Picture: ISTOCK
Picture: ISTOCK

Nearly two years ago, in November 2016, the high court in Pretoria rejected an application from the SA Property Owners’ Association to amend the Companies Act to give landlords preference over other creditors in business rescue proceedings.

Now, the first substantial amendments to the Companies Act since it was implemented in 2011, released for comment at the end of September, include a proposal that would give landlords the very rights that were strongly rejected by the high court.

In a nutshell, that high court action was geared at ensuring that rental costs — often including rates, water and electricity — incurred when a company is in business rescue are covered ahead of the claims of other creditors.

But if the new Companies Act amendments are accepted, it could up-end the business rescue process, introduced in 2011.

"This opens the door to all the other suppliers who will demand the same sort of preferential rights," says one legislator. For one thing, he argues, the proposed amendment would ensure landlords leapfrog all other creditors when a company hits the skids.

"It raises the issue of moral hazard and encourages landlords to enter into contracts with dubious tenants," he says.

The property industry, which believes business rescue is a "disaster for landlords", is overjoyed.

Marc Wainer, outgoing chair of property company Redefine, says that unlike other suppliers, landlords do not have a choice about continuing to supply a business that has been put into business rescue.

Wainer says that because landlords are forced to pay rates, water and electricity during business rescue, this justifies them having rights over other creditors.

Madelein Burger, a partner at law firm Webber Wentzel, says the amendment is the result of plenty of lobbying.

Picture: 123RF/Zackery Blanton
Picture: 123RF/Zackery Blanton

"It is only fair that landlords be protected," she says. "A business, even if under business rescue, needs premises to trade from, and unscrupulous business rescue practitioners would suspend payments to landlords, sit in the premises, operate the business and then turn a company over to liquidation but pay their own fees, partly out of what was due to the landlord."

Burger says the proposed amendment is a reflection of what already happens when landlords deal with ethical business rescue practitioners, who generally pay landlords anyway. "A landlord has protection in the case of a liquidation. We believed it was an oversight that this protection was not included in the original Companies Act for business rescue cases."

Still, in his strident 2016 high court ruling, acting judge Corrie van der Westhuizen said costs incurred by the landlord during the business rescue process were the result of a lease agreement that existed between the landlord and the business.

"Those costs do not constitute, by any interpretation, costs arising out of the business rescue proceedings … To hold that such costs constitute post-commencement financing would elevate an obligation [incurred] prior to commencement of business rescue proceedings to a preference over other creditors not provided or contemplated by the provisions of section 135 of the act," he said.

Hans Klopper, national head of business restructuring at BDO, says the proposed amendment would certainly improve the standing of landlords.
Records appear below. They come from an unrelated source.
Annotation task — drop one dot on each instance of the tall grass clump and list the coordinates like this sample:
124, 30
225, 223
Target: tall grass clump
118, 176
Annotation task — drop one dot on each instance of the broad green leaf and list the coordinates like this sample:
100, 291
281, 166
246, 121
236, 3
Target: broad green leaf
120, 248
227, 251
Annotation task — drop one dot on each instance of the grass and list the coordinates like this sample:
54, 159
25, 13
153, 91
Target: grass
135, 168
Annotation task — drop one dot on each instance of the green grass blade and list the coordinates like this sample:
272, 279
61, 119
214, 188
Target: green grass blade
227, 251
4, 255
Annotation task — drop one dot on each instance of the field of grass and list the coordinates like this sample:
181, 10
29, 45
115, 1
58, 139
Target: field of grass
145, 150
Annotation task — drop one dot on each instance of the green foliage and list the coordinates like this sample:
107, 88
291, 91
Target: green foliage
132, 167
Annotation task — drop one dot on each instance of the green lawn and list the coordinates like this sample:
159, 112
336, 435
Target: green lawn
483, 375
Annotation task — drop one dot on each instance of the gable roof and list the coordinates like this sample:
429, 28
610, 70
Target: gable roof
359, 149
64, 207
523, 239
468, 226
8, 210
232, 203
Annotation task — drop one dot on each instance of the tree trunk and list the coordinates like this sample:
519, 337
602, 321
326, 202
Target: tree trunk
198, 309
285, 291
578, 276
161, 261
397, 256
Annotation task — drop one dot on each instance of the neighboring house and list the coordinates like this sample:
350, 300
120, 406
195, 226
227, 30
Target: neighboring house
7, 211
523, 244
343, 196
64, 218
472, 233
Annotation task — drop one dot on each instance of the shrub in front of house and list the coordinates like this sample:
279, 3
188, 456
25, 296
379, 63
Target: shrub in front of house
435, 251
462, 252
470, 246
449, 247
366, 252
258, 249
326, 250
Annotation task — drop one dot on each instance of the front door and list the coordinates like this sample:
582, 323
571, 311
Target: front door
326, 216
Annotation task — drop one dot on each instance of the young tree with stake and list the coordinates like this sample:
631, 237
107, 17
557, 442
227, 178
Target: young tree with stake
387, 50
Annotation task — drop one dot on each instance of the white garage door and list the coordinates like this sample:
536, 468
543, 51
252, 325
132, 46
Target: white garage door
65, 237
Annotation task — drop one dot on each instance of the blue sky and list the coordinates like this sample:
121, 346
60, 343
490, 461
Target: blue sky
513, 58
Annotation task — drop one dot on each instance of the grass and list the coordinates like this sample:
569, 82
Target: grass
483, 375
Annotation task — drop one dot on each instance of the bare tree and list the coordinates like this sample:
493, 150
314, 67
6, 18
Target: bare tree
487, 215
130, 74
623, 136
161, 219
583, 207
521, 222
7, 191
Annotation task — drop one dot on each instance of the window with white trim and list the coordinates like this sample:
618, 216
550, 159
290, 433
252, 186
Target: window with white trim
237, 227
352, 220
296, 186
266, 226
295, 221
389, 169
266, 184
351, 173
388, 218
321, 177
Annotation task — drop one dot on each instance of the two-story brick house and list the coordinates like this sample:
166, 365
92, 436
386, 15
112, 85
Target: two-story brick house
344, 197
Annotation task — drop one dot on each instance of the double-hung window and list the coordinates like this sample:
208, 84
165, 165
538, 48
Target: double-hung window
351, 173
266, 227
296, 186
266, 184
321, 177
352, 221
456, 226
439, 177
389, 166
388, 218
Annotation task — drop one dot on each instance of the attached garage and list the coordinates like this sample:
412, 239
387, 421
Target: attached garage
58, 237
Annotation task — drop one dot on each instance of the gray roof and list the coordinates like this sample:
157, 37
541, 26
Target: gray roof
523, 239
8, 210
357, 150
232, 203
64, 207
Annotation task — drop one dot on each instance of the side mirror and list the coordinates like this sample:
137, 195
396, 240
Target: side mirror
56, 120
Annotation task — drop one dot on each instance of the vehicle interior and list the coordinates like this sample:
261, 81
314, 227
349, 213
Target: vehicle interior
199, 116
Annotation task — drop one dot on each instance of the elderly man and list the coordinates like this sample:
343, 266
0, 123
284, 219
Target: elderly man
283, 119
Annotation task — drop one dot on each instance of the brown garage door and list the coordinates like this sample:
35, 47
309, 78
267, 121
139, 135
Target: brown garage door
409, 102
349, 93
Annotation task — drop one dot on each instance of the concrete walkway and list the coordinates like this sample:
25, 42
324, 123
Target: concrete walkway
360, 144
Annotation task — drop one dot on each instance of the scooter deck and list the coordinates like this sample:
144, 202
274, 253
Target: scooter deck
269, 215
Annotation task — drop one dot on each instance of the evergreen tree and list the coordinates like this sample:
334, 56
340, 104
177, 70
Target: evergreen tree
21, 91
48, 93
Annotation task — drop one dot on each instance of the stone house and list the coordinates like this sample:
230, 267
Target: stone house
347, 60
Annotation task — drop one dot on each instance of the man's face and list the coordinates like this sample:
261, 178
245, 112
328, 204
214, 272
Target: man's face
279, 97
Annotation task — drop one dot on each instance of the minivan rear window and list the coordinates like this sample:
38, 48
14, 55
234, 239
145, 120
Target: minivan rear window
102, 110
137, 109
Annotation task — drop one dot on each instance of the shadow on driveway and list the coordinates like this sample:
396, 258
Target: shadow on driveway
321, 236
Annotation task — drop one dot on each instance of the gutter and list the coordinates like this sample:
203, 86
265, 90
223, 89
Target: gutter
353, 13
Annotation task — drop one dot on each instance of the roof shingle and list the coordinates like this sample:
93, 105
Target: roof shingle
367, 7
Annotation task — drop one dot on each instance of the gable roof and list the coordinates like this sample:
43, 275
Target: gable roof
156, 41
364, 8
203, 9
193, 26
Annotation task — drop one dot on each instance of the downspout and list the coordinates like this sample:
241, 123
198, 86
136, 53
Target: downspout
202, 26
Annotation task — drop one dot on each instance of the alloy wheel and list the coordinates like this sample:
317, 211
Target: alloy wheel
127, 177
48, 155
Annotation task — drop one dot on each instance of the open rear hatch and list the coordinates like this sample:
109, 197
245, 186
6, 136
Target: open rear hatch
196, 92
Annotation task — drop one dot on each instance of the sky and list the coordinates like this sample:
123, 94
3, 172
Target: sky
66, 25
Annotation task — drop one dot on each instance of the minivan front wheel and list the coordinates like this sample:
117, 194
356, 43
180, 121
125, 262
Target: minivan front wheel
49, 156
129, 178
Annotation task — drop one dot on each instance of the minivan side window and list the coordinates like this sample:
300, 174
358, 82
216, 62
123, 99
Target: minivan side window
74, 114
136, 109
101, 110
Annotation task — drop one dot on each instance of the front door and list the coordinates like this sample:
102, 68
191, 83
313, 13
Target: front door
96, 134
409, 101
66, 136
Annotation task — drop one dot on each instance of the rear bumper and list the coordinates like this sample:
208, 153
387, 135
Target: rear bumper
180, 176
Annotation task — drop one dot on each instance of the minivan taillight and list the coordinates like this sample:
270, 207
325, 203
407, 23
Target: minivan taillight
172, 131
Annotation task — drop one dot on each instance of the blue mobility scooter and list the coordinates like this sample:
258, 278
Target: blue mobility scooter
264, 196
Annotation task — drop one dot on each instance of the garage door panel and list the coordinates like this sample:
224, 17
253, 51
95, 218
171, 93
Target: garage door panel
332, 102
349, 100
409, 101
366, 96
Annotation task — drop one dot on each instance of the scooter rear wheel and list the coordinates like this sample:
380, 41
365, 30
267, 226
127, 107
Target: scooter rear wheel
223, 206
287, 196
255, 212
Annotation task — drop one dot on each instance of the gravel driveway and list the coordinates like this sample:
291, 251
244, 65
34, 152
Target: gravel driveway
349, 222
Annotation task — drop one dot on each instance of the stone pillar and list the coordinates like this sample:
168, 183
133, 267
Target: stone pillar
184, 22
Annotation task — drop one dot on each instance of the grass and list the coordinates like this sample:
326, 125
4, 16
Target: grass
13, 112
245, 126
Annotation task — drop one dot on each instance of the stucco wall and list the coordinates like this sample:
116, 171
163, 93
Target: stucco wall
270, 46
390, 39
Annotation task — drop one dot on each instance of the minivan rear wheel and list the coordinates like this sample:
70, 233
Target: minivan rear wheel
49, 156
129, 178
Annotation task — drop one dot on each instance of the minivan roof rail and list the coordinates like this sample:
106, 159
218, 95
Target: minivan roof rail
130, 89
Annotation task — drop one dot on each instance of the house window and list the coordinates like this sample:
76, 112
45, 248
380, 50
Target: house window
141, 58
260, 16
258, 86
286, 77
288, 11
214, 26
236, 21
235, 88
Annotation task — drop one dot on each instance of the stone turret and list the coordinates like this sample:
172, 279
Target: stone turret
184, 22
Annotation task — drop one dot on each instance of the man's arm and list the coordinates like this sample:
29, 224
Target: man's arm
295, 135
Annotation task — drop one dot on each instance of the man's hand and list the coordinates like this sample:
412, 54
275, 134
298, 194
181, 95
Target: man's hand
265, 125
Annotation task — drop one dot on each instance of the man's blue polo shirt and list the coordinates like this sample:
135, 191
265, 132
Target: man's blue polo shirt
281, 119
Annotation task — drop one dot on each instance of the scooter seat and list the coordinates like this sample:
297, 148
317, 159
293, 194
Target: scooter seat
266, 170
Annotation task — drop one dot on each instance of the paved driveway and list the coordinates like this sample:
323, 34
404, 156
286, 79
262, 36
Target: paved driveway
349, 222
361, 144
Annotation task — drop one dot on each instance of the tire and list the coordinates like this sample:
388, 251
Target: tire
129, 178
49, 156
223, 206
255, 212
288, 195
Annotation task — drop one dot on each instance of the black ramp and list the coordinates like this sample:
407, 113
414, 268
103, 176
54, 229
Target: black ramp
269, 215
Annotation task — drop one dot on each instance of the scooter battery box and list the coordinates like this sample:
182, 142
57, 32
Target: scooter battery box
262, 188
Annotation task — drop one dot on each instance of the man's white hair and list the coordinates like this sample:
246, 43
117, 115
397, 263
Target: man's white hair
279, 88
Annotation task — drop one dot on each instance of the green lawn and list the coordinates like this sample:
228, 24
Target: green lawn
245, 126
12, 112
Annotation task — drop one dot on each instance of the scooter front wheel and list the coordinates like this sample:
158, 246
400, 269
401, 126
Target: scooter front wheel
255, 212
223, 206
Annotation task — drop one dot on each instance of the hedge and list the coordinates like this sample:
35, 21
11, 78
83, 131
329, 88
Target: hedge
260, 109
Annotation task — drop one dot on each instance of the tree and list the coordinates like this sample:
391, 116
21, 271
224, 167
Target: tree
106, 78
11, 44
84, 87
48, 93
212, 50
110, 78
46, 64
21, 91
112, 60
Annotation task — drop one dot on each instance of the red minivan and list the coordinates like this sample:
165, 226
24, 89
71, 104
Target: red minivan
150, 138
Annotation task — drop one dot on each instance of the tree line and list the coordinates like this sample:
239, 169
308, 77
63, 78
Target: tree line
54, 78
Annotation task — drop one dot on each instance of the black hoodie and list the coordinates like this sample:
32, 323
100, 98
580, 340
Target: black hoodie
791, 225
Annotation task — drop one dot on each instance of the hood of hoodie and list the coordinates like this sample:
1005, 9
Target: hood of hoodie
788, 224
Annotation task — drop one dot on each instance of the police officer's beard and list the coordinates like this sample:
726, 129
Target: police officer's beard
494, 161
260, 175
However, in a comment on the 2016 court ruling, Klopper said earlier this year that if the business rescue practitioner or the company did not pay rent in terms of a lease after the commencement of business rescue proceedings, "there is nothing that prevents the landlord from pursuing his claim for rent and issuing papers for an automatic rent interdict" against the company.

This means, Klopper argued, it is unnecessary to treat the landlord as a "super preferent" — the effect of the proposed amendment.